The author is abusing notation: using what looks like the same notation to mean two different things. Specifically, the author writes $p(z\mid x)$ to mean $p_{Z\mid X}(z\mid x)$ and writes $p(y\mid x)$ to mean $p_{Y\mid X}(y\mid x)$. (Note -- I'm using capital letters to denote the random variable and lower case to denote the value the random variable takes; I dunno if the author makes this distinction.) In essence, the author is being lazy and omitting subscripts when "the interpretation is clear". This can lead to confusion when you are not aware that this convention is being adopted.

If you are aware that this is what is going on, the derivations should make more sense. So read the first argument this way: If $Z=X+Y$, then $$\begin{aligned} p_{Z\mid X}(z\mid x)&=p(Z=z\mid X=x)\\& = p(X+Y=z\mid X=x)\\&=p(Y=z-x\mid X=x)\\&=p_{Y\mid X}(z-x\mid x)\end{aligned}$$ If $X$ and $Y$ are independent, then $p_{Y\mid X}(y\mid x) = p_Y(y)$ for any $x$, which explains the second conclusion: $$p_{Y\mid X}(z-x\mid x) = p_Y(z-x) \qquad \text{when $X$ and $Y$ are independent.}$$

0
On

$$\begin{align} p(z|x) &= \frac{p(z, x)}{p(x)} \\ &= \frac{p(x+y, x)}{p(x)} \\ &= \frac{p(y, x)}{p(x)} \qquad\qquad\qquad \text{since p(x+y, x) = p(y,x)?}\\ &= p(y|x). \end{align}$$

Your discussion is about random variables $X,Y,Z$ , values $x,z$. You introduced the symbol of $y$ without explaining it (eg $y=z-x$).

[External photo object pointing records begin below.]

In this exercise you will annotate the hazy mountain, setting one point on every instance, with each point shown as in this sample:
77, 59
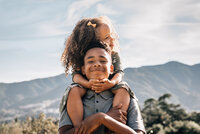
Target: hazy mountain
43, 95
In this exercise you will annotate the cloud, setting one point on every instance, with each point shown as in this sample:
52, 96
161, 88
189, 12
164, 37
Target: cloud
77, 9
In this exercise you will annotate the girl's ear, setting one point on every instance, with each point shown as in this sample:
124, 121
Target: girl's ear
111, 68
83, 70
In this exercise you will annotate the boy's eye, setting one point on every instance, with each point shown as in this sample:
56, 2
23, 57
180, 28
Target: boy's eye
103, 61
90, 61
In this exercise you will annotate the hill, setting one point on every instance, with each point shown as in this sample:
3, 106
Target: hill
43, 95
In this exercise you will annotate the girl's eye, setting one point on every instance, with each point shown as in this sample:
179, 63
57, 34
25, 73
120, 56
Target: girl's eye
90, 61
107, 38
103, 61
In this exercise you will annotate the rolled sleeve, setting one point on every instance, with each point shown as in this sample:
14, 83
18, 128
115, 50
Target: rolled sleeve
64, 119
134, 117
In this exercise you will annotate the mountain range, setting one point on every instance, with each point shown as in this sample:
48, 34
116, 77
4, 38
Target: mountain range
43, 95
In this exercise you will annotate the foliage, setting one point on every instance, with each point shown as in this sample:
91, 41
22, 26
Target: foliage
160, 117
40, 125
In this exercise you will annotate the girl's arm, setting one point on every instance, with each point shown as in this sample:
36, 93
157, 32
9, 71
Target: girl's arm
117, 78
78, 78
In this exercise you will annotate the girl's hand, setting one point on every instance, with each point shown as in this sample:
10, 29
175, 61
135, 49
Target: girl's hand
118, 114
91, 82
102, 85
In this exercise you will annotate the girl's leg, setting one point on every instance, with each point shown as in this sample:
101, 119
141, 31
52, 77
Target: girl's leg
75, 105
121, 97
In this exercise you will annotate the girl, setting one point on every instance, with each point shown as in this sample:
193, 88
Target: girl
85, 31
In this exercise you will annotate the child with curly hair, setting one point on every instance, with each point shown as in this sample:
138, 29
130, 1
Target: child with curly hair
86, 31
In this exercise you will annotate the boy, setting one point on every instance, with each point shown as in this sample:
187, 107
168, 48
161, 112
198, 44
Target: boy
97, 114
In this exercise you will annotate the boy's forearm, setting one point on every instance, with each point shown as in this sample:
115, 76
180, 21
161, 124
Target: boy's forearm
66, 130
117, 78
116, 126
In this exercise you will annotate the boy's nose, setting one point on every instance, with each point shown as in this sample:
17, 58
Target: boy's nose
97, 64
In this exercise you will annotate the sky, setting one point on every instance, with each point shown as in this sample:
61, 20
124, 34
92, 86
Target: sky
152, 32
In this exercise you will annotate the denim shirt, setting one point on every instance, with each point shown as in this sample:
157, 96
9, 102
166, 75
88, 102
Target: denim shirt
101, 102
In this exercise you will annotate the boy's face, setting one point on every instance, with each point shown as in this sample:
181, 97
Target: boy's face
97, 64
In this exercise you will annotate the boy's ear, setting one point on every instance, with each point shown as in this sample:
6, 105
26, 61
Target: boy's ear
83, 70
111, 68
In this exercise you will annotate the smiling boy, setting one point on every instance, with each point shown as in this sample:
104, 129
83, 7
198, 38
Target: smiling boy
98, 112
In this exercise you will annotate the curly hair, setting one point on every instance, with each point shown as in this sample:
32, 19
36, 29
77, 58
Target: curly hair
81, 36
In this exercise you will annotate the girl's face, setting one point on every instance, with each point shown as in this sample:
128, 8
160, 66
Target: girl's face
105, 35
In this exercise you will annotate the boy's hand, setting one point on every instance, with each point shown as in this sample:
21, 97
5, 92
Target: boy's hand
118, 114
102, 85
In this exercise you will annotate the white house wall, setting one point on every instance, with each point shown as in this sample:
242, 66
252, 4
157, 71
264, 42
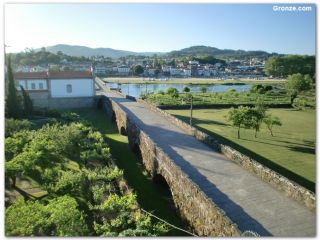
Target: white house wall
37, 82
20, 83
80, 87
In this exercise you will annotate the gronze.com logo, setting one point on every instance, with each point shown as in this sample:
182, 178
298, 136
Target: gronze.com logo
292, 8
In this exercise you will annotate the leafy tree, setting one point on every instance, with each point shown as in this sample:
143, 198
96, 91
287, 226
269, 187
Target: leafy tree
297, 83
240, 118
65, 218
26, 219
203, 89
68, 182
138, 69
60, 217
122, 218
271, 121
186, 89
12, 169
12, 100
54, 68
27, 103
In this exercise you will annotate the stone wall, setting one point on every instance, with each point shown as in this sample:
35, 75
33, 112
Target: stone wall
203, 215
43, 101
292, 189
39, 98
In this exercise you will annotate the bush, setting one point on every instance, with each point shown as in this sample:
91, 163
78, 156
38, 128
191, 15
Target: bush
186, 89
13, 125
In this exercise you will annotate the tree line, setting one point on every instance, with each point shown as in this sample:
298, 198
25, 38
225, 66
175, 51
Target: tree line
71, 161
283, 66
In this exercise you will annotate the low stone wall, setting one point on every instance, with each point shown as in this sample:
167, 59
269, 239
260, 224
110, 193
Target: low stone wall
292, 189
201, 212
65, 103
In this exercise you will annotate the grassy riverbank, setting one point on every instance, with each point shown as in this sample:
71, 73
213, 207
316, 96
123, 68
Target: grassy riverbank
291, 151
151, 196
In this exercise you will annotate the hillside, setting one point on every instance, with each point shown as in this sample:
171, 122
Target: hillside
88, 52
218, 53
191, 51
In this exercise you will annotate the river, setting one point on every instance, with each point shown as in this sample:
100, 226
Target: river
136, 89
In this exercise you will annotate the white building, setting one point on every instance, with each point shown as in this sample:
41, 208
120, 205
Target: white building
123, 69
187, 72
57, 89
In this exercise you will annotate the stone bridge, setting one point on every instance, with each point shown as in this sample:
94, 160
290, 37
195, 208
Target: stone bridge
214, 194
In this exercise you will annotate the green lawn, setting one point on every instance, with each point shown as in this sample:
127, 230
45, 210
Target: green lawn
290, 152
191, 80
151, 196
217, 98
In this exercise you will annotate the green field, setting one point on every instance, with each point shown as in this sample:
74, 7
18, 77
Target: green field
190, 80
151, 196
217, 98
290, 152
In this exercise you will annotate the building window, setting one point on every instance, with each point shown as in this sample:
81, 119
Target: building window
69, 88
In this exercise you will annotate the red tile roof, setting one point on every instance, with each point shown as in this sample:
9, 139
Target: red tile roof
70, 74
53, 75
30, 75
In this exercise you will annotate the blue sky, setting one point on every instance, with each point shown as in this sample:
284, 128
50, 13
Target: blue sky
161, 27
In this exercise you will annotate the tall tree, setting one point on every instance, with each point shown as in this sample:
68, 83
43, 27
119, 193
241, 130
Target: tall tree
12, 100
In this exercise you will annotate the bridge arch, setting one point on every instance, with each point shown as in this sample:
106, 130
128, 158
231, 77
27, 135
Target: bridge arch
113, 116
123, 131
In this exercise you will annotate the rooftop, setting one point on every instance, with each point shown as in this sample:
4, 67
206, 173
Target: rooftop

Always explain new symbols, and only introduce them if it makes things clearer. Here, it does not.

You also confuse the joint distributions. Indeed the notation is a source of confusion. I recommend subscripting all such functions - don't leave it up to the value symbols.

$$\begin{align} p_{\small Z\mid X}(z\mid x) &= \frac{p_{\small Z,X}(z, x)}{p_{\small X}(x)} &&\text{definition of conditional probability} \\ &= \frac{p_{\small X+Y,X}(z, x)}{p_{\small X}(x)} &&\text{because }Z=X+Y \\ &= \frac{p_{\small Y,X}(z-x, x)}{p_{\small X}(x)} &&\text{change of variable} \\ &= p_{\small Y\mid X}(z-x\mid x). \end{align}$$